Comparvero Berta e Paolo K. con una bottiglia di Vodka e una
di spumante. Berta mi offrì un bicchiere con dentro qualcosa
di viola e verde, "Assaggia", disse, "è
un cocktail di mia invenzione." Rocco mi anticipò
e lo bevve con estrema naturalezza. "Buono, amore",
commentò, "veramente buono", e io capii in quella
ostentata tranquillità che in fondo aveva sempre saputo
di me e di Berta. L'assassino rise e riempì i bicchieri
di spumante, prima, poi di vodka, e la nottata di Natale si concluse
in una gran bevuta.
Salutammo Berta. Rocco
ci avrebbe accompagnati. "Scendi con noi?" domandò
Paolo K. spalancando la porta dell'ascensore. "Vado a piedi",
rispose Rocco. "Bene", dissi io e spinsi l'assassino
dentro l'ascensore e pigiai T. Il marchingegno cominciò
a scendere.
"Parte per l'India!"
Urlai a Paolo K. e misi subito mano al libretto degli assegni.
"Quanto vuole per lasciarlo in pace?"
Lui rideva e scuoteva il capo, stretto nel suo cappotto nero,
aveva negli occhi qualcosa di professionale.

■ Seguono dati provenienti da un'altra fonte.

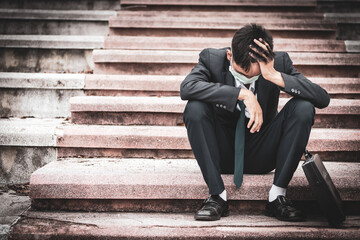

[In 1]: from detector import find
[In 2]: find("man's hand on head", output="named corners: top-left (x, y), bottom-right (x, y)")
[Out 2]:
top-left (249, 38), bottom-right (285, 87)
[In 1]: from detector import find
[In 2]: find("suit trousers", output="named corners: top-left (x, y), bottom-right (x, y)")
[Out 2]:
top-left (183, 98), bottom-right (315, 195)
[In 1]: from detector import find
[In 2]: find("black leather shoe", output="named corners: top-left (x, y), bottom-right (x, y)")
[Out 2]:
top-left (265, 195), bottom-right (305, 222)
top-left (195, 195), bottom-right (229, 221)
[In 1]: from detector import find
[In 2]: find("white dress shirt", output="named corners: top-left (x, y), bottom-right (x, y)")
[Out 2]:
top-left (235, 80), bottom-right (257, 118)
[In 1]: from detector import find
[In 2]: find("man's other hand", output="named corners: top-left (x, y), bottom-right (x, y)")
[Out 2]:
top-left (238, 88), bottom-right (263, 133)
top-left (249, 38), bottom-right (285, 87)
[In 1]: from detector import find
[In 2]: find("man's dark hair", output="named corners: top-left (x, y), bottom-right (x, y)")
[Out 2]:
top-left (231, 23), bottom-right (274, 72)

Di omicida.
"Si tratta di regole, e se dovesse tornare dall'India?"
Scoppiai. SE LE FICCHI IN CULO LE SUE REGOLE, SI TRATTA DI UN
ESSERE UMANO!
"
se lo tocca io ammazzo lei, ha capito?"
"Guardi, lei è forse il cliente più difficile
che ho avuto. Sa cosa le dico?"
S'infilò una mano in tasca e tirò fuori un assegno.
Era quello che gli avevo firmato perchè uccidesse Rocco.